À la tête du Post d’alors, il y a Katharine Graham. Une femme arrivée là parce que son mari s’est suicidé quelques années plus tôt. Une femme entourée uniquement d’hommes qui l’a élu à ce poste car elle devait assurer la transition en attendant que son fils puisse en reprendre les rênes. Elle est jouée par une Meryl Streep dont on imagine sans mal ce qui l’a motivé à embrasser ce personnage devenu emblématique dans l’histoire des institutions de son pays. Spielberg n’en fait pas pour autant une icône féministe et son film n’a pas cette connotation non plus. L’homme et le cinéaste sont bien plus subtiles. Mais en se reposant l’un sur l’autre, ces deux monstres hollywoodiens dressent avec pudeur et finesse le portrait d’une personne qui peu à peu s’impose dans un monde de requins envoyant des signaux clairs quant à la position encore précaire de la femme dans nos sociétés actuelles. À l’heure du #BalanceTonPorc cela prend d’ailleurs une résonance encore plus forte bien que certainement involontaire.

L’autre clignotant rouge vif envoyé par Spielberg est cette fameuse liberté de la presse dont l’Amérique se fait, à juste titre, le chantre bien adossé derrière le fameux Premier amendement. Une « protection » érigée aujourd’hui en un dogme qui si elle aura permis de par le passé la destitution d’un Président, semble être de plus en plus mise à mal ces derniers temps. Pour autant Spielberg est là encore plus que fin car il n’oppose jamais les deux époques. En tout cas pas d’une manière binaire ou frontale.
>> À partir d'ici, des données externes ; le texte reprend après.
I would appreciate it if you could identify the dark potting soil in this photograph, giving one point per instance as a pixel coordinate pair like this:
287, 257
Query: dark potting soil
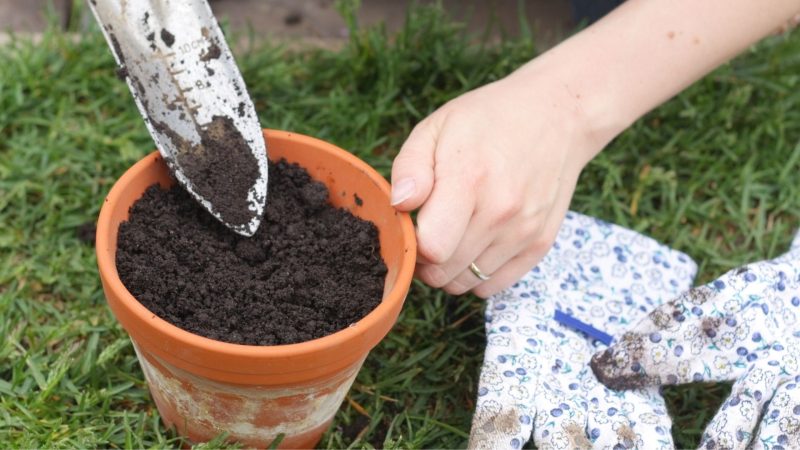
221, 167
310, 270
Si aujourd’hui l’indépendance de la presse est au centre de bien des débats (légitimes) à commencer de par chez nous où les accointances avec les « puissants » ne sont plus à démontrer et ce sans tomber dans la psychose de la théorie du complot permanent, Spielberg prend bien le soin de montrer dans Pentagon Papers que si Katharine Graham a pris la bonne décision, elle ne l’a pas fait sans mal. Elle qui recevait dans sa vaste demeure parmi tant d’autres convives de marque un certain Robert McNamara, ami de la famille de longue date, alors en poste au titre de secrétaire à la Défense et commanditaire des « Pentagon papers ».

Le réalisateur ne se cache pas non plus derrière son petit doigt de Démocrate post barackobamabien quand il montre avec une certaine fermeté que le rédacteur en chef Benjamin Bradlee (recruté par Katharine Graham) interprété par le toujours aussi impeccable Tom Hanks, entretenait des relations indéfectibles d’amitié avec J.F. Kennedy himself. À tel point d’ailleurs que le film ne lève pas tous les doutes quant à ses motivations premières qui finiront avec le scandale du Watergate par faire tomber l’administration Nixon qui était d’obédience Républicaine faut-il le rappeler. Et ce même si Spielberg, via une scène bien sentie, n’oblitère pas la responsabilité de Kennedy dans l’engrenage vietnamien. Au final, l’homme derrière la caméra semble éviter pas mal d’écueils sans pour autant délivrer une « prestation » mièvre ou bien pensante.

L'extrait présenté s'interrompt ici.